Zu einem Zeitpunkt, da die „vaterlose“, auf Konflikt programmierte Nachkriegsgeneration ins Großväteralter tritt, wächst auf allen Seiten das Bedürfnis nach Ausgleich und gemäßigten Tönen. Nicht die lautstark Jungdynamischen finden derzeit auf der politischen Bühne Gehör, sondern, parteiübergreifend, diejenigen, die in einer Umbruchperiode, in der das Bewahren des Erreichten beinahe schon zur Utopie geworden ist, ein sachliches konservatives Standing glaubwürdig vertreten. Nicht das geringste Problem der deutschen Grünen ist, dass es in ihren Reihen wenige gibt, die das, etwa wie der österreichische Grünen-Chef Alexander von der Bellen, verkörpern können.

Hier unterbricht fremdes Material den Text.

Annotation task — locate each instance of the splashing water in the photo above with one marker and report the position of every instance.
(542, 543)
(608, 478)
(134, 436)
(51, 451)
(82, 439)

Nichtsdestotrotz: Schwarz-Grün, die heimliche politische Traumkonstellation der Deutschen, wird kommen. Erst mal auf Landesebene – und das vielleicht schon bald. Dann werden wir erleben, ob der Versöhnungstraum aufgeht oder, darin haben wir Deutschen ja Talent, ob er doch nur Illusion war und sich als Alptraum erweist.